While I am not yet sure that any one behavior such as exercise is better than another in promoting brain health, I do champion regular exercise as a very important behavior with positive brain health effects. My view is to approach brain health from an integrated manner using the five part brain health lifestyle. This approach fits with the complex integrated reality of our bodies and brains.
A recent report from the National Alzheimer’s Disease Association estimates nearly 10 million to 14 million of the baby boom generation (76 million strong) will be at risk for developing Alzheimer’s disease (AD). These numbers may actually underestimate the overall prevalence of boomers who will develop AD in their lifetime. This estimate places a heavy emotional, family and economic burden on the U.S. States given our current approach and over all understanding of the caregiver demands posed by AD. There is no reason to believe that similar nations across the world will be any different.
One method to begin addressing the rising epidemic of dementia is to establish a national or world priority on the human brain and dementia.
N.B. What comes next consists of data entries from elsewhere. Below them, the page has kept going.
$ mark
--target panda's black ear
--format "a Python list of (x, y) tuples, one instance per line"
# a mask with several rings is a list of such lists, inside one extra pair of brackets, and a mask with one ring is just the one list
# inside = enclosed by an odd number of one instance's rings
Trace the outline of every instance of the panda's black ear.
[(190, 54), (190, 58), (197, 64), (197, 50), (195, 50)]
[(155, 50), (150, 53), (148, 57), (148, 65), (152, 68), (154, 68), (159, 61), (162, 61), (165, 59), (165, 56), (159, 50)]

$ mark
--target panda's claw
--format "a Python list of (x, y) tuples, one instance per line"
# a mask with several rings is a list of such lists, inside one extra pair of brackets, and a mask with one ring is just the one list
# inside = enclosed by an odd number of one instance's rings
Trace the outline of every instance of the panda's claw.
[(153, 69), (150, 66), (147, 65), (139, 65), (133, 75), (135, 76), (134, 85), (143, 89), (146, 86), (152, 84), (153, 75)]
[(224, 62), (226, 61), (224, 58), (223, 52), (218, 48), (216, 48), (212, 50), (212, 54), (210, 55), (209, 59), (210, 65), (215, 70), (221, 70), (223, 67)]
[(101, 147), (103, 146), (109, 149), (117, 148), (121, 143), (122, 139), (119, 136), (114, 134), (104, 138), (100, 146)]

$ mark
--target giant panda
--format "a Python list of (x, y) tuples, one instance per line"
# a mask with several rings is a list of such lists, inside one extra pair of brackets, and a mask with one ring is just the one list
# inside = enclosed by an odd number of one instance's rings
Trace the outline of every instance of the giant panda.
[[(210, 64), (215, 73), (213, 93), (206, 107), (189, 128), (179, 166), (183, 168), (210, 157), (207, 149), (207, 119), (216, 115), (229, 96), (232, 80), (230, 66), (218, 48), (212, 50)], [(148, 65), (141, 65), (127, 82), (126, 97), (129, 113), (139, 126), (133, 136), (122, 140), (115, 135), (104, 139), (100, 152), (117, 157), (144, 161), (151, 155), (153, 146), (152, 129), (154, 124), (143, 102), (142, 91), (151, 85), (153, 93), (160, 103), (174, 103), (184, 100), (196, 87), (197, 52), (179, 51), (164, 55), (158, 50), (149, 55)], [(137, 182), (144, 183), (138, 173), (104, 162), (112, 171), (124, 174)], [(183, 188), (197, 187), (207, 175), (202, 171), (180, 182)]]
Citizens of the great planet Earth need to have a basic understanding of their brain, something that is completely missing even in 2008. We cannot expect citizens to care for their brain if they do not understand it or the importance of a proactive healthy lifestyle across their lifespan. One idea is to include basics of brain and brain health in every elementary curriculum in the world.
National policy also has to prioritize research on treatment and prevention of dementia in ways we have not yet. Research is needed on how the brain functions, how diseases begin, new treatments for dementia, and innovation in the area of prevention. Health insurance companies should begin to incentivize lifestyles that promote brain health including lifelong learning, diets, meditation, and physical exercise. Those who continue to work or remain involved in society may be rewarded with some type of tax break. We need to think in terms of a Brain Enlightened Society.